小人の靴屋
グリム童話
静かな町のはずれに、腕はいいけれど、ちょっぴり貧乏な靴屋さんが奥さんと一緒に住んでいました。暮らしはだんだん苦しくなって、とうとう靴を作る革も、たった一足分しか残っていません。
「ああ、どうしよう」靴屋さんはため息をつきました。「でも、心を込めて、明日の朝一番に作ろう」そう言って、革をきれいに裁断して仕事台の上に置くと、神様にお祈りをして眠りにつきました。
次の朝、仕事場へ行ってみると、びっくり仰天! なんと、仕事台の上には、ピカピカの、それはそれは見事な靴が、ちゃんと出来上がっているではありませんか! 縫い目も丁寧で、まるで魔法のようです。
靴屋さんがその靴をお店に並べると、すぐに目利きのお客さんがやってきて、「これは素晴らしい!」と高い値段で買ってくれました。そのお金で、靴屋さんは新しい革を二足分買うことができました。
その晩も、靴屋さんは革を裁断して仕事台に置きました。すると次の朝、またしても美しい靴が二足、きちんと出来上がっていたのです。その靴もすぐに売れ、今度は四足分の革が買えました。
こんなことが毎日続きました。夜、革を置いておくと、朝には必ず素晴らしい靴が出来上がっているのです。おかげで靴屋さんはだんだん豊かになり、町でも評判の靴屋さんになりました。
クリスマスの少し前のある晩、靴屋さんは奥さんに言いました。「ねえ、一体誰がこんな素敵なことをしてくれるんだろうねえ? 今夜は寝ないで、こっそり見てみようじゃないか」
奥さんも賛成しました。二人はろうそくに火を灯し、仕事場の隅にあるカーテンの陰にそっと隠れて、じっと待っていました。
真夜中になると、窓から小さな、小さな裸ん坊の小人たちが二人、そろりそろりと入ってきました。彼らはまっすぐ仕事台へ行くと、置いてあった革を手に取り、小さな指で器用に、トントン、チクチク、あっという間に素晴らしい靴を作り上げました。
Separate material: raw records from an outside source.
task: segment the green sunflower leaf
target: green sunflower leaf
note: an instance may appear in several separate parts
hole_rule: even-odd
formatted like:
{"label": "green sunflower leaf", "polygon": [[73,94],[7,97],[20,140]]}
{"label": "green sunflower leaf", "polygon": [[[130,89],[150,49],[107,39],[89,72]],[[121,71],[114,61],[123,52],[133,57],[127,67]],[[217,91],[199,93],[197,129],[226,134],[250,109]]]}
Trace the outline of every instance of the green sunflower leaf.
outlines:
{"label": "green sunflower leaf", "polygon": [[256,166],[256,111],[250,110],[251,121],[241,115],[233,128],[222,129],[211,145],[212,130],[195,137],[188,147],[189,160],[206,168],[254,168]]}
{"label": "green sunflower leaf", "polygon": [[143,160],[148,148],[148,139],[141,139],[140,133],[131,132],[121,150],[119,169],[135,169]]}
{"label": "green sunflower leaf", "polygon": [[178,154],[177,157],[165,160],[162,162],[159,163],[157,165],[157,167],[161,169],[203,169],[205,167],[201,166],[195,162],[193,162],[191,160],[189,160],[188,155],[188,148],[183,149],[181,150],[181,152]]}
その仕事ぶりは、見ていて楽しくなるほどです。
靴が出来上がると、小人たちはさっと窓から出て行ってしまいました。
次の日、奥さんが言いました。「あの小人さんたち、私たちのために一生懸命働いてくれるのに、裸ん坊じゃ可哀想だわ。そうだ、あの子たちに何かお礼をしましょうよ」
「それはいい考えだ!」と靴屋さん。
そこで、奥さんは小さなシャツとズボンとベストを、靴屋さんは小さな小さな革の靴を、心を込めて作りました。そしてクリスマスイブの晩、いつものように革を置く代わりに、その可愛らしい服と靴を仕事台の上に並べておきました。
二人はまたカーテンの陰に隠れて待っていると、真夜中に小人たちがやってきました。仕事台の上に服と靴を見つけると、小人たちはそれはもう大喜び! すぐに新しい服と靴を身につけると、嬉しそうに部屋の中を踊りだしました。
「こんな素敵な服と靴をもらっちゃった! もう僕たちは、ここのお手伝いはしなくてもいいね!」
そう歌いながら、小人たちはぴょんぴょん跳ねて、部屋を飛び出し、二度と戻ってくることはありませんでした。
でも、靴屋さんと奥さんは、小人さんたちのおかげで、その後もずっと幸せに暮らしましたとさ。